Dan karena alternatif2 lain itu tampak tidak begitu sreg di hati, akhirnya niat untuk jualan kue-kue semakin seperti memaksaku untuk mengambil tindakan. Itu adalah bisnis termudah, dengan modal terkecil dan keuntungan yang bisa langsung dinikmati. Kalau selama ini hanya sebatas niat kecil-kecilan, semakin hari niat itu semakin bertumbuh besar. Aku memikirkan hal itu setiap saat dan aku berperang dalam hati. Satu sisi aku merasa itu terlalu kecil-kecilan dan terkesan tidak keren. Di sisi lain aku merasa itu bisnis yang tepat untuk hasil yang cepat meskipun tidak terlalu besar-besaran. Aku memikirkan segala kemungkinan bahwa itu akan gagal. Namun, segala kemungkinan akan sukses juga datang dengan opini-opininya yang jauh lebih meyakinkan. Membuatku tidak berdaya menghadapi peperangan di dalam diriku sendiri. Aku merasa seperti ada suatu roh dalam diriku yang marah-marah inside. Seperti tidak sabar dengan kelambatanku dan seperti memaksa ingin keluar dari tubuhku, seakan-akan dia ingin mengerjakan sendiri apa yang dia inginkan karena aku tak kunjung bertindak.
Aku akhirnya mengambil tindakan. Aku mulai mengumpulkan informasi dari penjual kue-kue itu, dimana mereka belanja dan mulai menggembar gemborkan kepada teman-teman di kantor bahwa aku akan berjualan kue. Terus terang ini adalah salah satu caraku untuk membuatku bergerak menuju apa yang ingin kulakukan, tapi yang masih enggan aku lakukan. Karena bila aku sudah gembar-gembor ke pihak lain, aku akan merasa lebih bertanggung jawab untuk membuktikan ucapan-ucapan itu. Menjaga arti sebuah integritas.
Aku beruntung, di kosan itu ada seorang wanita yang bernama Kak P. Dia sudah berumur sekitar 30 an tahun dan masih single.

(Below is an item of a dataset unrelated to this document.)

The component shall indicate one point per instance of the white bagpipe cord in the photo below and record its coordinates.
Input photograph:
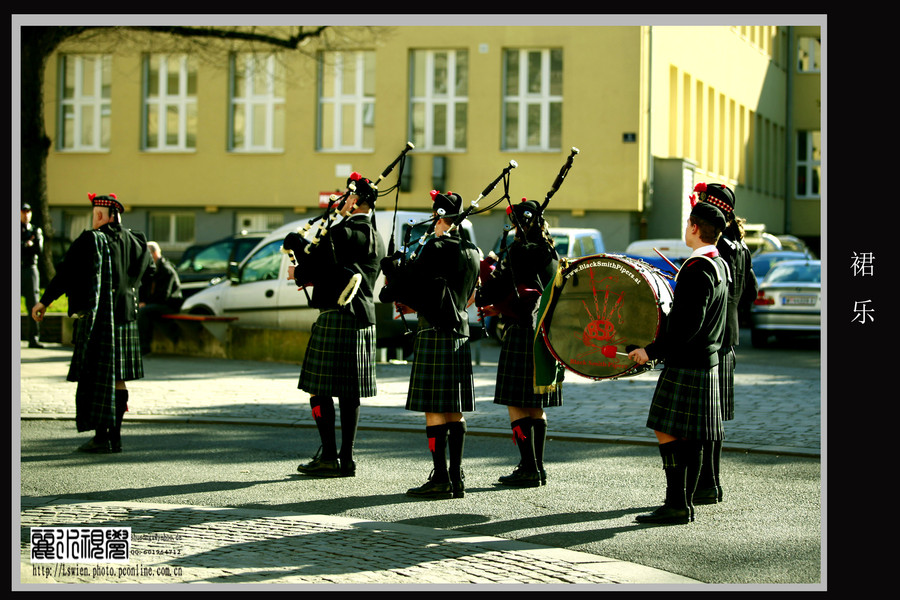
(350, 291)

Dia orangnya pendiam dan sepertinya lumayan serius. Aku lumayan segan padanya karena itu. Namun beberapa kesempatan ngobrol dengannya, dia sebenarnya baik hati. Dia lulusan Sekolah Tinggi Teologia dan sepertinya lumayan solehah. Dia biasa berjualan kue juga ke kantor dan dia belanja di Pasar Pagi Senen. Aku memaksa diriku untuk memberanikan diri bertanya kepadanya soal belanja-belanja kue itu. Sungguh suatu pertolongan Tuhan, dia sangat menyambut baik niatku dan sangat semangat mengajariku bagaimana tehnik-teknik berjualan kue sesuai dengan pengalamannya yang panjang. Dia sudah melakukan usaha itu selama tahunan dan dia mengatakan dengan bangga dan yakin bahwa dia bisa mendapatkan penghasilan sekian kali lebih besar dari gaji bulanannya. Sungguh menarik!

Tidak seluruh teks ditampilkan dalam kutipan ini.